The Blue Shark Lore
It was a dark and stormy night… and Commander Justin McTight, the Captain of the Blue Shark wrestled to maintain his course in the thrashing whitecaps.
The horizon had vanished. And he couldn’t make out a spec of land—as if a hand from above had punched into the deep, blending the land and sea together in one swirly, boiling pot.
“Arrgh!” he shouted into the wind that threatened to turn his ship around. The Blue Shark would surely be torn to splinters with the battering in the open ocean. The ship was a legend among sea travelers—mastered by a long line of sea captains before him, and he wasn’t about to give her up in a hand-over-fist battle with the sea tonight. Not this night. Not any night.
Suddenly a glimmer of hope broke through the fog of rain and pounding surf. Yes! A flicker of light in the distance. And right away, he knew where he was! ‘Twas the lights of the Lumina Pavilion—bright and clear as could be.
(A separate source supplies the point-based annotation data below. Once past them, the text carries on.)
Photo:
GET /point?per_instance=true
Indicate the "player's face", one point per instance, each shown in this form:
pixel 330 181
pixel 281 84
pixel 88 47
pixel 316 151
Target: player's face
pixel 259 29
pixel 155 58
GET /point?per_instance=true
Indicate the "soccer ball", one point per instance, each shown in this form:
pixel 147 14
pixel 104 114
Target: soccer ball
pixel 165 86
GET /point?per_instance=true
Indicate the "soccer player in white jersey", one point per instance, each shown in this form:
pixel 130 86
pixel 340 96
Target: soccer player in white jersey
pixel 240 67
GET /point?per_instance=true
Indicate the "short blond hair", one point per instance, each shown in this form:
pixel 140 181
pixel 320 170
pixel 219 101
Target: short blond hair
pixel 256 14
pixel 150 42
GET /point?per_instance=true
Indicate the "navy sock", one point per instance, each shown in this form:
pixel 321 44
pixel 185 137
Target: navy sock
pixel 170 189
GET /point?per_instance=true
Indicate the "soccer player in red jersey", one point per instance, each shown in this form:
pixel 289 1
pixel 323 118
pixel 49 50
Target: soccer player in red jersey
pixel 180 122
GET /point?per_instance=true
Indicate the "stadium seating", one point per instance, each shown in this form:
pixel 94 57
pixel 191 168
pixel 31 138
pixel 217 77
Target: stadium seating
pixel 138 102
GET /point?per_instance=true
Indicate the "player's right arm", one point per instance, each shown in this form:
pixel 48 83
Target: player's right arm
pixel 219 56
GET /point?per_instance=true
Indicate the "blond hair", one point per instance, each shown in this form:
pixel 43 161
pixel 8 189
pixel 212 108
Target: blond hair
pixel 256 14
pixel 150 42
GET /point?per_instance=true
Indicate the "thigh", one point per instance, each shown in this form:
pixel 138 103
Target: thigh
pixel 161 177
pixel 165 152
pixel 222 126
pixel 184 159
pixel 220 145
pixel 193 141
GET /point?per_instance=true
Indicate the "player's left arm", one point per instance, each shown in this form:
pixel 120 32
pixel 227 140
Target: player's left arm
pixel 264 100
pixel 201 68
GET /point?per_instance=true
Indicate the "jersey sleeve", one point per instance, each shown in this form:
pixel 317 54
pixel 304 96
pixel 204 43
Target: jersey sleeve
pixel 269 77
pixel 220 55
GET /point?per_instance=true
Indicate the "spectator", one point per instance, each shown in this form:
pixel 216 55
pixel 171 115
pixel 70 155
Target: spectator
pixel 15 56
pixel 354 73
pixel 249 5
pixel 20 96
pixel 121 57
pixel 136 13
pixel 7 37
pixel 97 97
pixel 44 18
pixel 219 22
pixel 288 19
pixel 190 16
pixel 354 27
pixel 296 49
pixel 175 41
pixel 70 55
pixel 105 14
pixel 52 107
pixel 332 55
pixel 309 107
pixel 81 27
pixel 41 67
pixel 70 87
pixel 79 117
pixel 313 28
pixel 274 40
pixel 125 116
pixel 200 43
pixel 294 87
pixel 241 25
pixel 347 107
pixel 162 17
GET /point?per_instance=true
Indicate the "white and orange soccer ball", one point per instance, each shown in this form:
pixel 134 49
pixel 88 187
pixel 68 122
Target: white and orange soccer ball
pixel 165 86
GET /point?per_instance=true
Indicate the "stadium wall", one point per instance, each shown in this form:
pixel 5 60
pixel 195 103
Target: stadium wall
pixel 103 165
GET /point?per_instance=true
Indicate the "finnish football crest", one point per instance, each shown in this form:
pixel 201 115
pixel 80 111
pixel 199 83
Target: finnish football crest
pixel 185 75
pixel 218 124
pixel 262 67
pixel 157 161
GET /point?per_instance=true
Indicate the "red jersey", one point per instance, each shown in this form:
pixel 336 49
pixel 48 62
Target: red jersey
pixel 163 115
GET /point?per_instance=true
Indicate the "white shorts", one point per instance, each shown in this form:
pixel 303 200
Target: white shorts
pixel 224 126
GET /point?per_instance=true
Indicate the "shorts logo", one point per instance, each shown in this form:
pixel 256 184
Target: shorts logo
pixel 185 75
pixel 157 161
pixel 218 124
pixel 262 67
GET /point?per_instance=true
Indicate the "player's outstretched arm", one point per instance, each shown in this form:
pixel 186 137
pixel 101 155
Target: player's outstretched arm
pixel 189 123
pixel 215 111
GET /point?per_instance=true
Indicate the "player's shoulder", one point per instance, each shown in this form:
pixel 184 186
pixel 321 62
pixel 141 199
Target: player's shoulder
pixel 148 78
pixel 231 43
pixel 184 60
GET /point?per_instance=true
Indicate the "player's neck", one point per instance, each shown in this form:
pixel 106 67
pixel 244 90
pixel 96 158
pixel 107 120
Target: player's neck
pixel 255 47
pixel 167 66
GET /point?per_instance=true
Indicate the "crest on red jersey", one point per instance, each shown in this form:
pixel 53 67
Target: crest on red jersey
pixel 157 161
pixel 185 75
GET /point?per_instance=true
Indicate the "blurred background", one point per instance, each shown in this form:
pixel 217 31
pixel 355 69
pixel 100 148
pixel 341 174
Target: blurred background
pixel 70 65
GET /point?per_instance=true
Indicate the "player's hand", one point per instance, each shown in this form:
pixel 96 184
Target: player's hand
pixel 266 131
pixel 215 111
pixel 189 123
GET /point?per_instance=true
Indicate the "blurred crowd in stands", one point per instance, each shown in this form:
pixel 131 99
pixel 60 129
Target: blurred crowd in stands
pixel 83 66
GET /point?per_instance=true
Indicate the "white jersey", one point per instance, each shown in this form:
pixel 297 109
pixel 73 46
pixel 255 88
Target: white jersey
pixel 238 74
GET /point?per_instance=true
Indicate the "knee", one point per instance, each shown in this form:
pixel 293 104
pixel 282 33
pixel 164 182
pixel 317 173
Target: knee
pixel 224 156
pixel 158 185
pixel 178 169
“Yes!” he shouted again. A crack of lightning broke through the clouds off shore, and a rumble of thunder quickly followed. Commander McTight altered his course toward land, as one menacing wave after another threatened to break apart the Blue Shark.
The lights of the Lumina Pavilion grew brighter and brighter still, illuminating a path directly to shore. With a few more angry assaults, the ship surged toward the shoreline of Wrightsville Beach. He had safely reached the inner harbor. The seas were calmer here. The Captain scurried to drop the anchor and let down the dinghy as the Blue Shark sloshed about in the surf. Now, he could see the lights upon the sand—bright as noon on a summer’s day. And the music wafted from inside. He could see dancers through the window, floating about as if on waves of their own, oblivious to the storm outside.
With every step, the sand gave way beneath his tired feet. And the merriment of the spirited music carried him in, surrounding him at the door along with the ambience of laughter and joyful chatter. Commander McTight wove in and out through the dancers, bowing to each lady as he passed by—barely noticing their awkward stares and frightful gazes. He found a seat at the bar, and gave his sea legs a rest.
The bartended eyed him over—his hair disheveled from the storm, his face dirtied from weeks at sea, his clothing slightly worn, tattered and filthy from brute hard work. “What can I get you?” he asked the Captain.
“I’ll have a shot of your best vodka.”
The bartender eyed McTight, poured the shot, and slid it his way. With one swig, the Captain downed the shot. And in the blink of an eye, weeks of work, months of wear, and years of age melted away with a single mouthful of the spirit. The rain stopped beating against the panes, and suddenly he found himself clean shaven, his hair slicked back, and dressed in a bow tie and coattails—the Blue Shark merely a memory of his past.
“What’s this stuff called?” asked McTight, at once befuddled and amazed.